Das Bundeskinderschutzgesetz (BKiSchuG 2012) von 2012 zielte auf Basis breiter Forschungserkenntnisse als Ausdruck subjektiver Kinderrechte auf ein besseres Aufwachsen der Kinder und Jugendlichen in öffentlicher Verantwortung ab sowie auf die Entlastung, aber nicht Entmündigung der Eltern.
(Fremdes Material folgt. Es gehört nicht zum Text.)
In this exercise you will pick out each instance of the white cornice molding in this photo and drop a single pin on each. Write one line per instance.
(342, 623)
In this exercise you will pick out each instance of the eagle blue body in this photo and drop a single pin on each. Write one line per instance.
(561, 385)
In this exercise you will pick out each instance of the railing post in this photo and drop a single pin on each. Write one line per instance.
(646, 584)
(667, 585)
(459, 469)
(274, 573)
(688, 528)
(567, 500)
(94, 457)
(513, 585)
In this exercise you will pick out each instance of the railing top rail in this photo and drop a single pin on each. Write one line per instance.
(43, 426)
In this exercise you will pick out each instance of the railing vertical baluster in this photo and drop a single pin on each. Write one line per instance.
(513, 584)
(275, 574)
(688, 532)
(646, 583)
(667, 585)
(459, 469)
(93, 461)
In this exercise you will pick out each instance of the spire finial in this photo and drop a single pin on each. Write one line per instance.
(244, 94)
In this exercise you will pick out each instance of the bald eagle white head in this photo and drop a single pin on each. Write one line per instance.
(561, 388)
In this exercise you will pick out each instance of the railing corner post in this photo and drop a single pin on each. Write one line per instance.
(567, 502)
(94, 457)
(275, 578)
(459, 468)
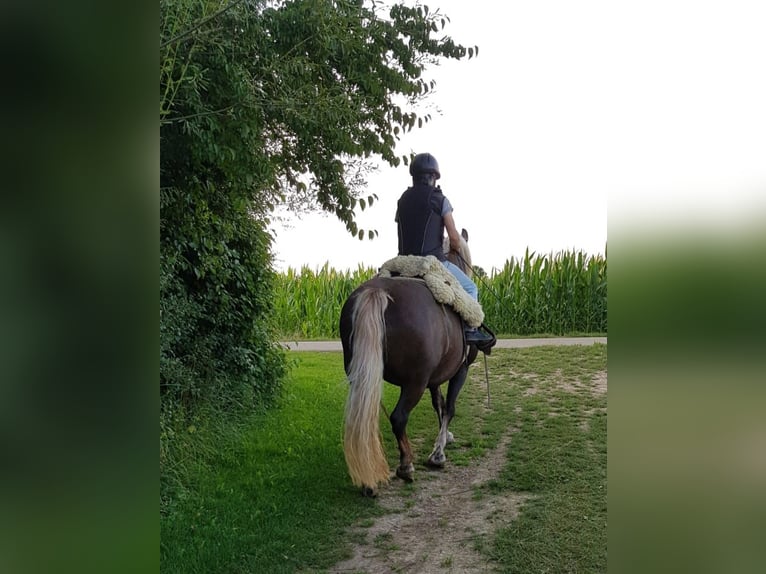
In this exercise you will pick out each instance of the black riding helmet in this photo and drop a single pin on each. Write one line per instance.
(424, 164)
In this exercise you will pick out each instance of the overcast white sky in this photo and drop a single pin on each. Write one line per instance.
(648, 107)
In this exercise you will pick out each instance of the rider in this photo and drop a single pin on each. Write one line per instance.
(422, 215)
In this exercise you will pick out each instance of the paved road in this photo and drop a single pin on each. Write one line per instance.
(501, 343)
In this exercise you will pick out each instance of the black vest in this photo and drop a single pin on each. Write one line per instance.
(421, 226)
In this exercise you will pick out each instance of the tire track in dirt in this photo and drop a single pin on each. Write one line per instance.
(435, 527)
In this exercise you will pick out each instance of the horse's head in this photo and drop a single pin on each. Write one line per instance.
(462, 257)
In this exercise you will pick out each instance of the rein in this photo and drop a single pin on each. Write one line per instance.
(468, 265)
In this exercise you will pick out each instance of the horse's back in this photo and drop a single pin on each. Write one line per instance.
(423, 338)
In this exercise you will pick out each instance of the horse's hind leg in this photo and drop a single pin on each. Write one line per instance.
(440, 407)
(399, 417)
(445, 412)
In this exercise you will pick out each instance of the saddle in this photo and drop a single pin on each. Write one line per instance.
(443, 285)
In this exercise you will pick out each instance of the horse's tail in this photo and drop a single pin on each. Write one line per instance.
(362, 444)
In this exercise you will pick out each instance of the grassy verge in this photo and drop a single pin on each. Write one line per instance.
(274, 495)
(558, 454)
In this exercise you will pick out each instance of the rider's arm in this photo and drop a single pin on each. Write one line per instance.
(454, 236)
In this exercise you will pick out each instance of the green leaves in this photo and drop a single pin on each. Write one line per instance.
(298, 85)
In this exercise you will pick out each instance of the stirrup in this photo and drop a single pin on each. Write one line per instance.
(483, 341)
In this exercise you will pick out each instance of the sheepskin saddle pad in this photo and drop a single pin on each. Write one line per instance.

Zentral dabei war bei vermuteten Kindeswohlgefährdungen die Vorgabe zum kooperativen Agieren aller Beteiligten in einer Verantwortungsgemeinschaft inklusive der staatlichen Institutionen grundsätzlich ohne Rollenvorrang (vgl. Gesetz zur Kooperation und Information im Kinderschutz 2012a, kurz KKG). Dieser kooperativ gestaltete Kinderschutz bedeutete die Stärkung aller in diesem Kontext handelnden Professionen. Sie erhielten konkrete Anleitungen und Hilfen, die in NRW 2022 mit dem Landesausführungsgesetz 2022 (Landeskinderschutzgesetz 2022) zum Kinder- und Jugendstärkungsgesetz (KJSG 2021) des Bundes von 2021 im Sinne der Kinder und Jugendlichen weiter spezifiziert wurden. Darüber hinaus wurde mit dieser Gesetzesnovelle die durchgängige Partizipation aller Beteiligten verstärkt und spätestens nun müssen Betroffene beteiligt werden und haben einen uneingeschränkten Beratungsanspruch auch ohne Eltern (ebd.).
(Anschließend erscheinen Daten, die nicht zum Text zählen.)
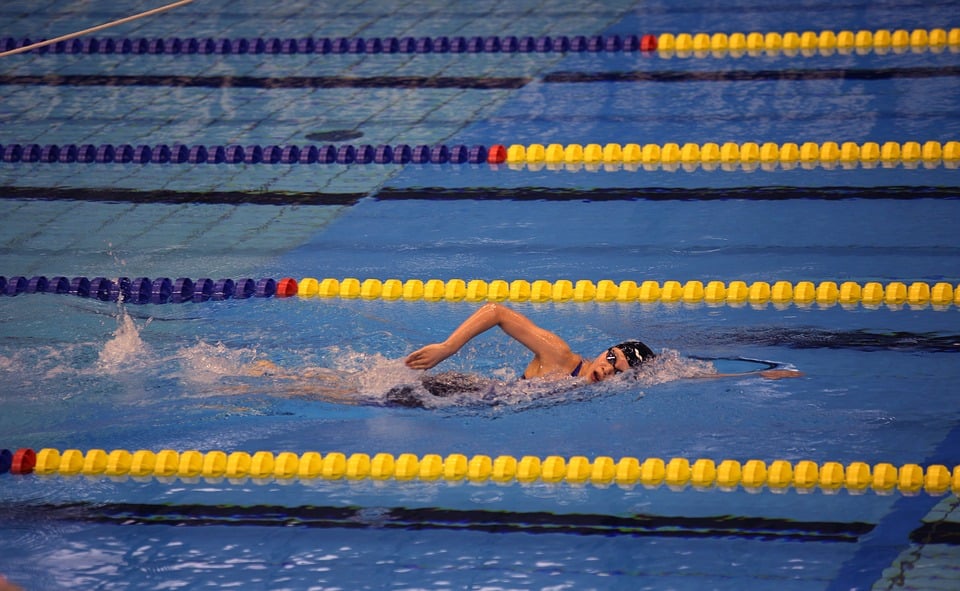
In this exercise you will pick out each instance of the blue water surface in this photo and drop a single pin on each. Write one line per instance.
(86, 374)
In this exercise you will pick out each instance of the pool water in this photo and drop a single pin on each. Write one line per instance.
(80, 373)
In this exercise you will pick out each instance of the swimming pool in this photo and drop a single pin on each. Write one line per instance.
(85, 374)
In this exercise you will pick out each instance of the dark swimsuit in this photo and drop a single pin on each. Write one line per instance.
(573, 374)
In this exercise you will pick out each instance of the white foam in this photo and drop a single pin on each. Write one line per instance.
(126, 349)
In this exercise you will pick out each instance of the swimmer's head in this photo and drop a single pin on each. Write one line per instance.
(619, 358)
(636, 353)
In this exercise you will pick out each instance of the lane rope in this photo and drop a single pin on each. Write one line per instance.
(666, 45)
(670, 156)
(143, 290)
(675, 473)
(25, 45)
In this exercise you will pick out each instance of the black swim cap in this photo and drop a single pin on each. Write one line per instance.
(636, 352)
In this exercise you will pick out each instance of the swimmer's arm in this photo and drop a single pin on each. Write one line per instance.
(543, 343)
(770, 374)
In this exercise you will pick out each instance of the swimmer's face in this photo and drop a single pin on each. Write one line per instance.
(608, 364)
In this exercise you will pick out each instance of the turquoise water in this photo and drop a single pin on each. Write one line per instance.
(81, 373)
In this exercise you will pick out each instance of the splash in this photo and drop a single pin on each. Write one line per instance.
(203, 363)
(126, 348)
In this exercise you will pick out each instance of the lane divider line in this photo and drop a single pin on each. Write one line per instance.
(850, 294)
(754, 475)
(670, 156)
(667, 45)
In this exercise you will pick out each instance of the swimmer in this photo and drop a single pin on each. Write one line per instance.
(552, 357)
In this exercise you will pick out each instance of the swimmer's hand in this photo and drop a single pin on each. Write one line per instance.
(779, 374)
(429, 356)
Das den Gesetzten zugrunde liegende Prinzip der Kinder als Träger eigener Rechte verpflichtet alle Erwachsenen, junge Menschen insbesondere vor Kindeswohlgefährdungen zu schützen (vgl. Maywald 2012, 111). Ausdrücklich gilt dies für die pädagogische Tätigkeit der Lehr- und Fachkräfte im Ganztag. Auch für Lehrkräfte gilt dieser Pflichtauftrag zum Kinderschutz nicht erst seit dem § 4 KKG aus dem Bundeskinderschutzgesetz (KKG 2012b), sondern war lange vorher im Beamtenstatusgesetz (Beamtenstatusgesetz 2009) festgeschrieben. Zusammenfassend beschreibt das Schulgesetz in § 42 (SchulG 2024) die verbindliche Aufgabe zum Kinderschutz in den allgemeinen Rechten und Pflichten für alle in Schule Tätigen:
Die Sorge für das Wohl der Schülerinnen und Schüler erfordert es, jedem Anschein von Vernachlässigung oder Misshandlung nachzugehen. Die Schule entscheidet rechtzeitig über die Einbeziehung des Jugendamtes oder anderer Stellen. Jede Schule erstellt ein Schutzkonzept gegen Gewalt und sexuellen Missbrauch. Es bedarf der Zustimmung der Schulkonferenz.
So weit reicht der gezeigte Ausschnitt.